Opinion | Afghanistan’s ho-hum poll outcome1 min read . Updated: 23 Dec 2019, 04:32 PM IST
Democratic elections in Afghanistan have been under the world’s watch ever since the Taliban were ousted from power by a US-led coalition
Ashraf Ghani appears set to win a second term as Afghanistan’s president, going by preliminary results announced on Sunday. According to the country’s election commission, the incumbent won 50.6% of the 1.82 million votes cast in the September 2019 election, while his main opponent Abdullah Abdullah got just 39.5%. Since there were several reports of alleged irregularities during the polling, it remains unclear if the interim result announced enjoys sufficient credibility among Afghans at large. The long delay has not been a good advertisement for the election commission either.
If Ghani does get a second term, he would get the authority he has long sought to demand a leading role in peace talks with the Taliban in the war-ravaged country. Whether he will smoothly be able to assume office, though, is doubtful. Under Afghan electoral laws, preliminary results can be appealed, and the narrow margin by which Ghani has averted a run-off poll means that such challenges could be numerous. Two other facts could compound the uncertainty: Abdullah seems unwilling to concede the election and a date hasn’t been set for the final result.

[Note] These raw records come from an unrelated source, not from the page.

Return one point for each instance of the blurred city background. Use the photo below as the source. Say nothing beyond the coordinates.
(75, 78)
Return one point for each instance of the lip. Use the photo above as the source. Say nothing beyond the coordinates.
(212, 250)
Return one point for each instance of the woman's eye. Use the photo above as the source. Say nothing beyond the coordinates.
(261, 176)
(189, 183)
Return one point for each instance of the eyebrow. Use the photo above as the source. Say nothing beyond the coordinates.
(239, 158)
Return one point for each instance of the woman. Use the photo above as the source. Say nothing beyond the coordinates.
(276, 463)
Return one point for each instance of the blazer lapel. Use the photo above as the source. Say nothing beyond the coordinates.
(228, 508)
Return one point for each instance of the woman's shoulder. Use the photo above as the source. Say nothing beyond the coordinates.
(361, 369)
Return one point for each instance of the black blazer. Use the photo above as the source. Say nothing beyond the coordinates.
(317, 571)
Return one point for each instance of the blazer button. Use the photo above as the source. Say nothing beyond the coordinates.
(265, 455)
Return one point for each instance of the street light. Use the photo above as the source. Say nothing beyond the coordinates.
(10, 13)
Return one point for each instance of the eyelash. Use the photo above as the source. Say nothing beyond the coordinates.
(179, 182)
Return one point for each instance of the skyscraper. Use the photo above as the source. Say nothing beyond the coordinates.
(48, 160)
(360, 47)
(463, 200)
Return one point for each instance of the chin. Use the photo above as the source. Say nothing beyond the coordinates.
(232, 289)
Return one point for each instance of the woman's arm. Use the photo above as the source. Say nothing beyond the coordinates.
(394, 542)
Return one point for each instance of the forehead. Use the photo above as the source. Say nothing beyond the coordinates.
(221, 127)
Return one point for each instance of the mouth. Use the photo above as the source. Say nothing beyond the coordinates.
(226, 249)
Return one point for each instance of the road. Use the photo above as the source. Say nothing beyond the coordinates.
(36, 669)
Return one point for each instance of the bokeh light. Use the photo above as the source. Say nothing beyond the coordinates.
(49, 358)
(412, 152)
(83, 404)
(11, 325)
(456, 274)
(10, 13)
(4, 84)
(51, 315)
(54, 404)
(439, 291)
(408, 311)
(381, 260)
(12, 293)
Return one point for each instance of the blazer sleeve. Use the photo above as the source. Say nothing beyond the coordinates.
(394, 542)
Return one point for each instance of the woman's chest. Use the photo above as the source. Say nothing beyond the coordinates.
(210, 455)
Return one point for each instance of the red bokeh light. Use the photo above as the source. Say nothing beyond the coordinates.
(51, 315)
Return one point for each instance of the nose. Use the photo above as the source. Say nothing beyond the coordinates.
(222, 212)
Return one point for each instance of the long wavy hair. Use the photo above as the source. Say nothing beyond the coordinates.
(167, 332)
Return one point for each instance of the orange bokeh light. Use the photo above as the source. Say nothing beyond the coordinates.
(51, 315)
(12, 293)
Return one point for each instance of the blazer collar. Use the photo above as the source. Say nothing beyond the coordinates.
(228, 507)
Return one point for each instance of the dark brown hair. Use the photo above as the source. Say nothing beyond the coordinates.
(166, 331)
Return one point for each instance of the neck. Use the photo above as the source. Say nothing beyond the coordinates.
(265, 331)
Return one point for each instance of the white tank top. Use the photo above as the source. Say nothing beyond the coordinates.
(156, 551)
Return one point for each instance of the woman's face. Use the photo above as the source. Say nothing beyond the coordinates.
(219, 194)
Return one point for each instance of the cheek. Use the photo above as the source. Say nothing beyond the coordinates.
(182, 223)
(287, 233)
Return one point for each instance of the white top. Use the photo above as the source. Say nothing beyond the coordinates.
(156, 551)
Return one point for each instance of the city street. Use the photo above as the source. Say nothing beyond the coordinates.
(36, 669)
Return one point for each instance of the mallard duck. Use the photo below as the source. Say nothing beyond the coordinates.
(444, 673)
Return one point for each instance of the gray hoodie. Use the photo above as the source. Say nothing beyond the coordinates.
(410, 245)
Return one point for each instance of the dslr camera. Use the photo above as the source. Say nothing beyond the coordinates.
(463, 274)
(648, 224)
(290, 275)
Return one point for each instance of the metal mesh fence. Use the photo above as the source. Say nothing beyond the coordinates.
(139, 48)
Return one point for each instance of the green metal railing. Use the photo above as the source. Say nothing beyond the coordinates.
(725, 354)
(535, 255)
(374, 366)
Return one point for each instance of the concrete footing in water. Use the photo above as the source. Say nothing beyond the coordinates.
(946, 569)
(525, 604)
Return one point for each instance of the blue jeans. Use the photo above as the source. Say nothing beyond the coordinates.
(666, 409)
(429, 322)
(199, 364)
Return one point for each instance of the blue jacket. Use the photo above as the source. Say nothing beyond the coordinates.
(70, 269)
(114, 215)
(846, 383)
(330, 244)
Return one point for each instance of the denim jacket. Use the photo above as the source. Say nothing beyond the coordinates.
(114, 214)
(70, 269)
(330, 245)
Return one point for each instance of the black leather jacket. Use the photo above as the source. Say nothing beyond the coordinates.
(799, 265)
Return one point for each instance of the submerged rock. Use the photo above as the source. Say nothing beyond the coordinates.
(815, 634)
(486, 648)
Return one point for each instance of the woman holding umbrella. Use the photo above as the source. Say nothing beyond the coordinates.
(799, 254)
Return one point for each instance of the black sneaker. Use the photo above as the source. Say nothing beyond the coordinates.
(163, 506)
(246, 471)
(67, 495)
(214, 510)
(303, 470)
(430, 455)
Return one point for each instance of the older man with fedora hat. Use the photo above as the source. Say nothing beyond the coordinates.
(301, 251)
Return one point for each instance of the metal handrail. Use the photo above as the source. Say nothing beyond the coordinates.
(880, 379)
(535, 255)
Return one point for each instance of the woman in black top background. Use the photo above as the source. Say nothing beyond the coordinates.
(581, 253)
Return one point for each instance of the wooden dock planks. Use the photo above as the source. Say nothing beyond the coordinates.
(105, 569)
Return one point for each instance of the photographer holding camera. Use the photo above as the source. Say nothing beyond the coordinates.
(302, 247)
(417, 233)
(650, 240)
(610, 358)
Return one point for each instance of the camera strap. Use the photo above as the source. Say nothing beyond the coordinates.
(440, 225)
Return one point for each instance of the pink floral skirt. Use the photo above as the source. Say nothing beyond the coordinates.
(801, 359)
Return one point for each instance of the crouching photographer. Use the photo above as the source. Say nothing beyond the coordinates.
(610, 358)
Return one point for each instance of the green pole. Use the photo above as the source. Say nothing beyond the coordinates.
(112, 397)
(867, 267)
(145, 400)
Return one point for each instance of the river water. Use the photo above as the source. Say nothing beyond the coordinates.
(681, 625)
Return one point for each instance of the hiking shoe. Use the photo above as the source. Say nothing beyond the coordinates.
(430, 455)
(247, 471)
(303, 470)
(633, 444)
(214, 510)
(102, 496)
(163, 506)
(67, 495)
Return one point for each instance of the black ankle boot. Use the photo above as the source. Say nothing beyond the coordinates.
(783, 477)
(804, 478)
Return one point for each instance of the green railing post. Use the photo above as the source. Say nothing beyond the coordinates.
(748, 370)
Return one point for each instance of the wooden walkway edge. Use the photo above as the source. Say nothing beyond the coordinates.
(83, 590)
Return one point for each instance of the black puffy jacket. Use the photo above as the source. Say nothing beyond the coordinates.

Democratic elections in Afghanistan have been under the world’s watch ever since the Taliban were ousted from power by a US-led coalition. But with every election, the spirit of democracy has taken a beating. The latest one was tarnished by a low voter turnout and charges of election fraud. What the US seems most keen on nowadays, however, is a channel of communication with the Taliban. And opening one is not proving easy.